Tuesday, July 29, 2014

RTGov capabilities with Overlord 1.1.0.Beta1

On July 2 Gary Announced the release of Overlord 1.1.0 Beta1.   Our webinar this week,  Runtime governance to achieve greater business visibility touched on some of the RTGov capabilities.  See the information below for the Overlord announcement and the webinar information.

Overlord 1.1.0 Beta Announcement 

The Overlord team is pleased to announce the release of Overlord 1.1.0.Beta1, comprised of SRAMP 0.5.0.Beta1, DTGov 1.5.0.Beta1 and RTGov 2.0.0.Beta1. We will also be launching our new website shortly (http://governance.github.io/). Please take a look and let us know what you think.

The common features across the components are:
Support for EAP 6.3 and Fuse 6.1 (Fabric support to follow shortly)
Numerous bug fixes

SRAMP:
Maven facade (early preview)
Many doc improvements
Moved from jline to aesh
More details: http://red.ht/TBjjAl
DTGov:
Jetty 8 Support
New Admin UI to manage Workflow Triggers
Notification Service email templates can now come from S-RAMP
More details: http://red.ht/1lyY0pF
RTGov:
New UI to replace previous Gadget Server approach
Integration with Elasticsearch and Kibana for analytics
More details: http://red.ht/1iVa0r6

Speak thanks to Ivan McKinley for Elasticsearch contributions, Michael Clay for work on the new RTGov UI, and help from the SwitchYard, ModeShape and Fuse teams.

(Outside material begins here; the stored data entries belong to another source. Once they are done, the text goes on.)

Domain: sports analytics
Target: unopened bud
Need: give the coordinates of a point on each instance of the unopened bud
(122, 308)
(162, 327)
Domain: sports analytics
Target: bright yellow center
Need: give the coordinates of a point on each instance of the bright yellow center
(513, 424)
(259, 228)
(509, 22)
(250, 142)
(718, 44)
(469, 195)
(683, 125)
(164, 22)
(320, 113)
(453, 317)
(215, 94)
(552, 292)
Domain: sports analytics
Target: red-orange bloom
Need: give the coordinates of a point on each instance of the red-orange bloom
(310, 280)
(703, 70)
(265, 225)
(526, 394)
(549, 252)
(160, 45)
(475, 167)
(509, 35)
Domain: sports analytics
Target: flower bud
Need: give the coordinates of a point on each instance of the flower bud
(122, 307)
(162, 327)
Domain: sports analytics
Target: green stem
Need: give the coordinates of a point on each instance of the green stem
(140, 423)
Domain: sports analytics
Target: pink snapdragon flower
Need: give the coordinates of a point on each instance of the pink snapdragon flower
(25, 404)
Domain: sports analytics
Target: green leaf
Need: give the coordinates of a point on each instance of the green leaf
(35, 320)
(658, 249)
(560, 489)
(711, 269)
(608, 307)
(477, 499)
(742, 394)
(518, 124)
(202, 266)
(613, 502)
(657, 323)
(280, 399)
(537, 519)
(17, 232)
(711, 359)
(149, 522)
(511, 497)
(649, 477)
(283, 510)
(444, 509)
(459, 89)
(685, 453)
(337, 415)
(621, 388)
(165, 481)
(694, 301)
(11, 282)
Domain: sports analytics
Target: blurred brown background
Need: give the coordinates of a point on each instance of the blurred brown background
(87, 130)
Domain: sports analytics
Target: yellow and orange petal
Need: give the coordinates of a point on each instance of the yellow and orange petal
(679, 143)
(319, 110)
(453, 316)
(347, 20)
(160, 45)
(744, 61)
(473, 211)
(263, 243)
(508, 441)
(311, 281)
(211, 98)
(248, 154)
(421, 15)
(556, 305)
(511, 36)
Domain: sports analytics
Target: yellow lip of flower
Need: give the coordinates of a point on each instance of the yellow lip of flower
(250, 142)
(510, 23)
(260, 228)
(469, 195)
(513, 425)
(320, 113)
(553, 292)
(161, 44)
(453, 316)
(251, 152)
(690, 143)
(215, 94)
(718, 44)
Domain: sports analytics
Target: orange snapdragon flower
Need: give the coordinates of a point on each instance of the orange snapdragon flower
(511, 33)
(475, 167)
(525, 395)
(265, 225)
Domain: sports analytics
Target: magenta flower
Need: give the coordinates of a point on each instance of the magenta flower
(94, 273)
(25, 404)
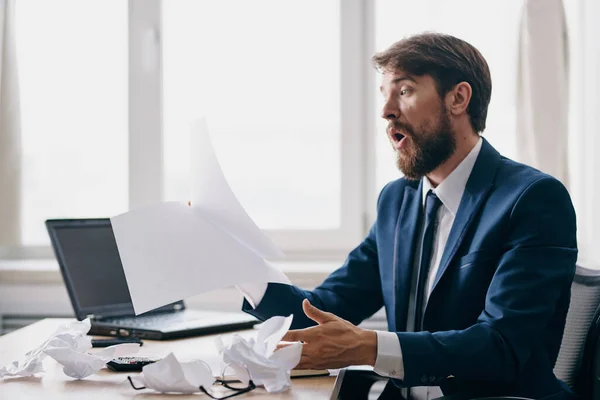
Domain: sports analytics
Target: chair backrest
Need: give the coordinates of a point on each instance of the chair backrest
(588, 382)
(585, 300)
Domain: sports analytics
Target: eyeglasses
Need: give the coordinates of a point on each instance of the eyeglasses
(231, 384)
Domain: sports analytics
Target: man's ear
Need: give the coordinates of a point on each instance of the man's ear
(458, 99)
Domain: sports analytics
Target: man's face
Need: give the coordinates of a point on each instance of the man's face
(419, 127)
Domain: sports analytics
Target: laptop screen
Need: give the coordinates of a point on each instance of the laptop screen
(91, 267)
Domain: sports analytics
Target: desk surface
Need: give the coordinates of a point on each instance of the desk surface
(54, 384)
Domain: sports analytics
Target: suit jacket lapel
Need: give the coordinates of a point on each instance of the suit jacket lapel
(478, 186)
(405, 239)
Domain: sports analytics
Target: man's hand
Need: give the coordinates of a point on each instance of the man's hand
(334, 343)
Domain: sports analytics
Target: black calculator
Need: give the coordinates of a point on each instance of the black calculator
(130, 364)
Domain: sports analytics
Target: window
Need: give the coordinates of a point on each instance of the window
(287, 87)
(271, 91)
(490, 26)
(72, 60)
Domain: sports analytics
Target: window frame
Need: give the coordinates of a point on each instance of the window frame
(145, 130)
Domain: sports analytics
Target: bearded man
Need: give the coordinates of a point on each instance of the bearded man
(472, 254)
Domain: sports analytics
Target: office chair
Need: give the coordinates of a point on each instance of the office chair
(578, 362)
(580, 340)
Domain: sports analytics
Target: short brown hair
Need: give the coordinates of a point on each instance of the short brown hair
(449, 61)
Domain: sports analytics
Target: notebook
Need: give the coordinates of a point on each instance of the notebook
(91, 268)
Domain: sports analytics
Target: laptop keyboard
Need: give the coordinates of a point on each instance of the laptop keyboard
(146, 321)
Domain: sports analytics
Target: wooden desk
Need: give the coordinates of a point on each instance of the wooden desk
(54, 384)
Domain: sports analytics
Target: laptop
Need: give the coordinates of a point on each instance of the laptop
(89, 261)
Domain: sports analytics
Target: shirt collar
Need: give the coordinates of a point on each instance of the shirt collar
(451, 189)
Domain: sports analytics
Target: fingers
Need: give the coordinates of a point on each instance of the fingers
(282, 345)
(299, 335)
(315, 314)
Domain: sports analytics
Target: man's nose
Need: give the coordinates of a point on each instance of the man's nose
(389, 111)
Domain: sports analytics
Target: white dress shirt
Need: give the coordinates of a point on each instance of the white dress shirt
(389, 360)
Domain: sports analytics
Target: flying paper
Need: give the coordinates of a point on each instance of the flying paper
(171, 251)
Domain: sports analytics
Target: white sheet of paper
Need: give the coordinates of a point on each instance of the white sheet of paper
(171, 251)
(212, 194)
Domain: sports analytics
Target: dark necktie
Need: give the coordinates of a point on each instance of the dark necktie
(432, 203)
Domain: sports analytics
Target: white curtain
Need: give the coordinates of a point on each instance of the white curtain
(10, 130)
(542, 88)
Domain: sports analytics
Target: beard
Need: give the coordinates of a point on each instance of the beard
(427, 148)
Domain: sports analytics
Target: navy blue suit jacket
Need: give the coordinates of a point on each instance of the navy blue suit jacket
(496, 314)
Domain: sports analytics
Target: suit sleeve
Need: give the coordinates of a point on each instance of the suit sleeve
(537, 266)
(352, 292)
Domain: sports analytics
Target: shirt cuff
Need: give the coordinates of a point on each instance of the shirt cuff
(253, 292)
(389, 355)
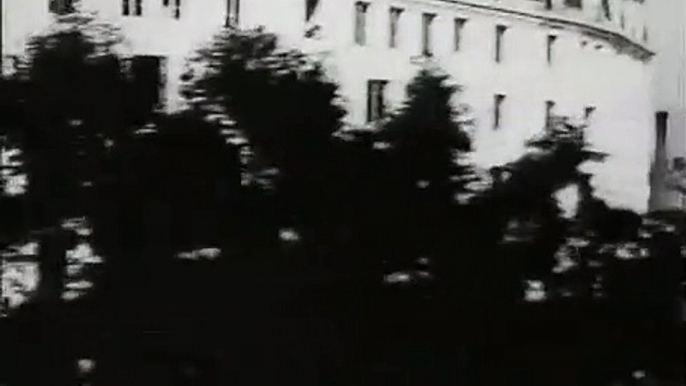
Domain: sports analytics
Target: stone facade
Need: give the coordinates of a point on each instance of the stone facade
(553, 60)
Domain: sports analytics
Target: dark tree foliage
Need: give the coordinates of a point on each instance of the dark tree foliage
(279, 98)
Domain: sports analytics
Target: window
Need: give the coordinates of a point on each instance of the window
(588, 113)
(549, 114)
(132, 7)
(177, 9)
(498, 111)
(147, 80)
(549, 48)
(427, 21)
(607, 10)
(574, 3)
(661, 124)
(361, 22)
(233, 8)
(645, 34)
(622, 21)
(459, 26)
(395, 14)
(376, 99)
(61, 7)
(310, 8)
(499, 33)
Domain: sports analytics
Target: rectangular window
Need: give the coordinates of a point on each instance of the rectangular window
(550, 45)
(361, 22)
(310, 8)
(233, 8)
(661, 124)
(499, 36)
(549, 114)
(499, 100)
(574, 3)
(61, 7)
(427, 22)
(376, 107)
(147, 80)
(607, 9)
(589, 111)
(459, 26)
(395, 14)
(177, 9)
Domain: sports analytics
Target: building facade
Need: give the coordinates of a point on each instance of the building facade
(518, 62)
(668, 23)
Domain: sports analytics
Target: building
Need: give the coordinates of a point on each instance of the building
(668, 23)
(520, 62)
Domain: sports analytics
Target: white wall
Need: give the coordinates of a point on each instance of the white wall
(587, 71)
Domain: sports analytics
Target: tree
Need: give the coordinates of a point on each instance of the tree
(73, 102)
(282, 102)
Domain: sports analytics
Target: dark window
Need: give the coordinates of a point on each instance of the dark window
(549, 113)
(310, 8)
(394, 25)
(607, 10)
(132, 7)
(177, 9)
(233, 8)
(459, 26)
(376, 106)
(427, 22)
(499, 36)
(361, 22)
(588, 113)
(661, 125)
(499, 100)
(147, 80)
(61, 7)
(550, 44)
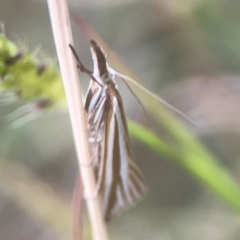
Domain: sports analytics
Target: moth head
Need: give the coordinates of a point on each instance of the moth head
(100, 65)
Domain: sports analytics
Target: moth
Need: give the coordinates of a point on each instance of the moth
(120, 182)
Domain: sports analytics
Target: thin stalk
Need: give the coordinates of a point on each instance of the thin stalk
(59, 15)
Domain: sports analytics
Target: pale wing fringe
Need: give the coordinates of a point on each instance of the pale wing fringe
(154, 96)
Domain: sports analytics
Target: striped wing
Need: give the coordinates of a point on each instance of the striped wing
(121, 182)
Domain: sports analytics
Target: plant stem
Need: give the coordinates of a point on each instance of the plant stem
(63, 37)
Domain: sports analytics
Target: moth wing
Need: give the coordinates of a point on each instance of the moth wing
(121, 181)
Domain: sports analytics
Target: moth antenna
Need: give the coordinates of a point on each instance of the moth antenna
(82, 67)
(154, 96)
(134, 94)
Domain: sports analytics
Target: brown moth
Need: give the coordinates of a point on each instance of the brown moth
(120, 181)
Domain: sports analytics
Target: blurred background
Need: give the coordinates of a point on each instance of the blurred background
(188, 53)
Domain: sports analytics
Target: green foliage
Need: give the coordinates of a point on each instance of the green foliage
(20, 73)
(196, 161)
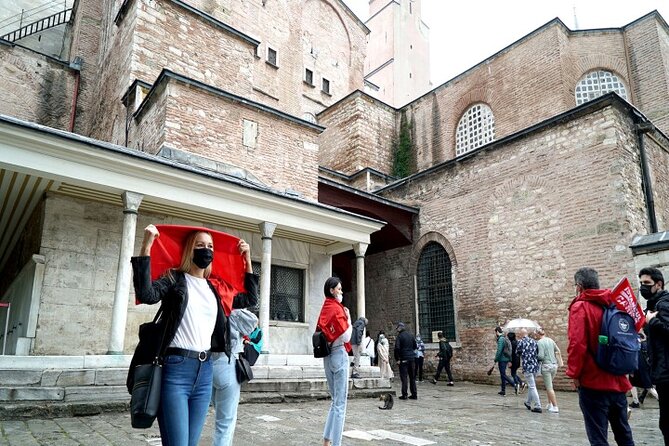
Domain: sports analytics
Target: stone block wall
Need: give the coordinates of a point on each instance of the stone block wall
(360, 132)
(35, 88)
(517, 231)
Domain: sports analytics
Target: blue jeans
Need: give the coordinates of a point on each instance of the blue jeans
(226, 398)
(184, 400)
(532, 394)
(503, 376)
(601, 408)
(336, 372)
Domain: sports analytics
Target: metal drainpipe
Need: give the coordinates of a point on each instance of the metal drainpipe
(76, 66)
(645, 178)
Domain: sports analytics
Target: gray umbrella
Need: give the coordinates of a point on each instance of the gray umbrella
(516, 324)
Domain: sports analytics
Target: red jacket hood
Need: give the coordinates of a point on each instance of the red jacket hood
(601, 297)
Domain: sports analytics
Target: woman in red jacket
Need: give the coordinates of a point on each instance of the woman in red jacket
(335, 321)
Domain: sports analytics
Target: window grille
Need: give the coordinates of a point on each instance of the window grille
(598, 83)
(476, 128)
(271, 56)
(286, 296)
(435, 292)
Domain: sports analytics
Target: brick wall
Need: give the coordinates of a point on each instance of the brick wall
(359, 129)
(535, 78)
(517, 232)
(648, 42)
(284, 155)
(35, 88)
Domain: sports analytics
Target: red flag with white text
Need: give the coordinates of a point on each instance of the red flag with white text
(625, 300)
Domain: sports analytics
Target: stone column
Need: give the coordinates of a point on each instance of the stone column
(360, 249)
(131, 202)
(266, 232)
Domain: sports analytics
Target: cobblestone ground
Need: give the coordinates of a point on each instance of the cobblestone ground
(466, 414)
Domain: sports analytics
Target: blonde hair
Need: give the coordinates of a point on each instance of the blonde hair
(187, 254)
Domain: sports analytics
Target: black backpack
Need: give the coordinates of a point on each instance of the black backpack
(618, 343)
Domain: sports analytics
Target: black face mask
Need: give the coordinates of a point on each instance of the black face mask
(646, 292)
(202, 257)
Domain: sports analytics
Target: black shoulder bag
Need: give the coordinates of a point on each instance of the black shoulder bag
(146, 371)
(321, 345)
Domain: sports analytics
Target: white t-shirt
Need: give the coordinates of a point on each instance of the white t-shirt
(197, 325)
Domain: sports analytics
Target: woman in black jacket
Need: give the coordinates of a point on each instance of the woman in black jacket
(195, 325)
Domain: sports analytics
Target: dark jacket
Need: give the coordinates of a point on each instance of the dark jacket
(172, 293)
(405, 346)
(658, 338)
(445, 350)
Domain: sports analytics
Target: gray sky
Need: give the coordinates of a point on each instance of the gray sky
(463, 33)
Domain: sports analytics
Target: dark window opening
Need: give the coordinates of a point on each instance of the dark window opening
(435, 292)
(271, 57)
(286, 299)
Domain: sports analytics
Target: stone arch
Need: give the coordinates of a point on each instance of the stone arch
(310, 3)
(431, 236)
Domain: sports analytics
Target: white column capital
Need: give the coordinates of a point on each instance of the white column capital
(131, 202)
(360, 249)
(267, 229)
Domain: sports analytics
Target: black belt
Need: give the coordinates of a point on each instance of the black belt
(202, 356)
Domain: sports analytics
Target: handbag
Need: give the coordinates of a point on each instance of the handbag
(145, 373)
(243, 369)
(321, 345)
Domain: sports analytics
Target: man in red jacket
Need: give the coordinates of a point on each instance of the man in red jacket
(601, 395)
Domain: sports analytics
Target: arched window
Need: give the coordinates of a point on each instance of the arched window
(435, 292)
(476, 128)
(598, 83)
(309, 117)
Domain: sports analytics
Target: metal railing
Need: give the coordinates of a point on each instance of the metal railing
(40, 25)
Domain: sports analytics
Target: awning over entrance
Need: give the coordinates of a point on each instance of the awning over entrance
(36, 159)
(398, 231)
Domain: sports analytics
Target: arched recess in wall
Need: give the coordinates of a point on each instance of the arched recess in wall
(476, 128)
(433, 262)
(326, 45)
(597, 83)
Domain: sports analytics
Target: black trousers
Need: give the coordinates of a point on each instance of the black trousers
(418, 371)
(408, 377)
(444, 363)
(601, 408)
(663, 397)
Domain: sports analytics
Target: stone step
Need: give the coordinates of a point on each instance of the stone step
(117, 376)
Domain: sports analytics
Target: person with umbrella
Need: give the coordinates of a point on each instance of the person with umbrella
(502, 359)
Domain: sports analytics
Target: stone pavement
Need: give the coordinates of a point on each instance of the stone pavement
(467, 414)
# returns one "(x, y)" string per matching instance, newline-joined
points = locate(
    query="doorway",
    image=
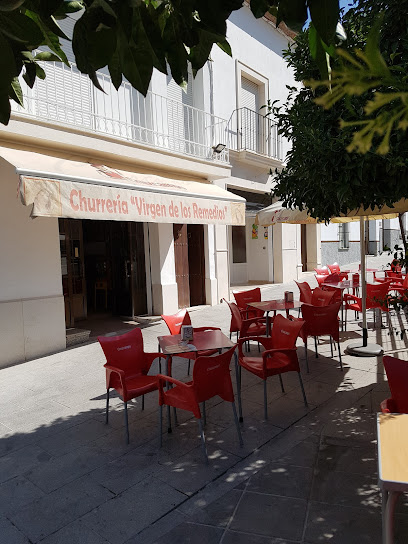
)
(103, 269)
(189, 264)
(303, 246)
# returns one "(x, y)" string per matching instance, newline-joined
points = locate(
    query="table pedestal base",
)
(370, 350)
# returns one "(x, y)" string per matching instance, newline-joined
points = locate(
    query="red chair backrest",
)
(305, 292)
(236, 319)
(377, 295)
(334, 268)
(323, 271)
(285, 331)
(397, 374)
(320, 278)
(175, 321)
(322, 297)
(211, 377)
(243, 298)
(125, 351)
(332, 278)
(321, 320)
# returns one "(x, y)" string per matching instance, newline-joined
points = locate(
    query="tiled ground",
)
(303, 475)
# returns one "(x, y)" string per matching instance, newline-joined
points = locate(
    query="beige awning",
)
(59, 187)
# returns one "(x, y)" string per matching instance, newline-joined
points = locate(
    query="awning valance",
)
(63, 188)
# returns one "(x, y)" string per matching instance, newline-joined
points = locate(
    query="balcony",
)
(250, 131)
(67, 97)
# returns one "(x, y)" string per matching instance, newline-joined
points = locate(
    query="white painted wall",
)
(32, 318)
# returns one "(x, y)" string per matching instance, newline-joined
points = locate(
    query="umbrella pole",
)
(363, 349)
(363, 280)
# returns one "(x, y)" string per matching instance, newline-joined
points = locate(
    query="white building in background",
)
(111, 154)
(341, 242)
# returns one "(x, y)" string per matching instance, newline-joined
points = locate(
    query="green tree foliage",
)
(321, 174)
(131, 37)
(378, 65)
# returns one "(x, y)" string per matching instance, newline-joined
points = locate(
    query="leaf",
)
(259, 7)
(225, 46)
(10, 5)
(293, 13)
(47, 56)
(325, 15)
(68, 7)
(8, 68)
(115, 70)
(5, 108)
(318, 52)
(16, 93)
(30, 74)
(50, 39)
(39, 71)
(21, 28)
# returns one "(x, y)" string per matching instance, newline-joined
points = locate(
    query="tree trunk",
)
(404, 239)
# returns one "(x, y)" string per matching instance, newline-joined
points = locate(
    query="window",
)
(344, 235)
(250, 118)
(238, 245)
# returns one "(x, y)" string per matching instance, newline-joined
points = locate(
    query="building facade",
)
(341, 242)
(210, 143)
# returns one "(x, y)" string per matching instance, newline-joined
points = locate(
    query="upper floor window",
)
(344, 236)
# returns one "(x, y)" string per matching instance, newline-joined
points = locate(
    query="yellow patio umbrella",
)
(277, 213)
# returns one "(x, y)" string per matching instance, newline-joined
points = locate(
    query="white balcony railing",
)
(248, 130)
(68, 97)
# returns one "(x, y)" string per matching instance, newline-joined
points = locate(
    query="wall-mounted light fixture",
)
(219, 148)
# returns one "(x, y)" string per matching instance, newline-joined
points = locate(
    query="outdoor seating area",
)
(269, 439)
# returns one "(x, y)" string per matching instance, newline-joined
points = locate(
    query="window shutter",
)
(249, 94)
(179, 115)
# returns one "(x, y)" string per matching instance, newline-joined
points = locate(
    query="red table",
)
(202, 341)
(273, 306)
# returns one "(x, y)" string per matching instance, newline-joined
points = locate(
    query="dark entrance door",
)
(181, 264)
(72, 270)
(189, 264)
(138, 268)
(303, 246)
(103, 268)
(196, 264)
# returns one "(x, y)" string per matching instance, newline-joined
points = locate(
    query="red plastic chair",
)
(321, 321)
(320, 278)
(400, 287)
(397, 374)
(127, 368)
(254, 326)
(323, 297)
(334, 268)
(322, 271)
(243, 298)
(305, 291)
(280, 355)
(211, 377)
(376, 299)
(174, 323)
(332, 278)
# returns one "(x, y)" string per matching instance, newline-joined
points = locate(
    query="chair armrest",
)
(201, 329)
(162, 378)
(161, 383)
(113, 369)
(273, 351)
(150, 357)
(347, 297)
(388, 406)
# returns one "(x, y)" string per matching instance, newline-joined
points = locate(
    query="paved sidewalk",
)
(304, 476)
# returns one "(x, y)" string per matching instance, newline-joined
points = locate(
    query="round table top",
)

Run Time Governance Webinar

1: Demo Identity and react on trends 
- During my session i will have a process running in back ground that is generating data against a switchyard service
- I will show RTGov and Kibana presenting this data.
- I will use kibana to show which served is “Slow”, data drill down
- I will then create and deploy a RTGov EPN that reacts on the response time by creating “SLA breach” situations.
- Send a “Request” which will result in a SLA Breach which i will show in RTGOv situations UI
- Purpose is to show how we can actively react on data in the runtime

2: Demo Apply runtime policy based on business data
- Via Kibana
- After addressing our SLA problem I move to intpretating the rest of the data in kibana
-The generated data, from previous demo, show a trend of “insufficent funds” errors occurring
- I will create a Preprocessor EPN. The EPNs purpose is to ensure the users has enough fund before been allowed to place a request
- This demos a business policy been applied to a service. Restrict users access services based on business data

3: Demo Pre-emptively identify increase in service load
- The previous example showed load average of 3 request per second.
- This I deploy a EPN that utilises CEP. The rule aggregates requests hitting a service over a 1 second window.
- If it detects the load increase pass 20 requests a seconds a midium situation “Alert” is created
- If it detects the load increasing pass 30 requests a second a Critical situation “Alert” is created
- Purpose is to show how we anticipate any increasing load on our service
- Test will be done via a soapui load test
- potentially Combined with business data. Eg, over 20 requests for product X in the last hour.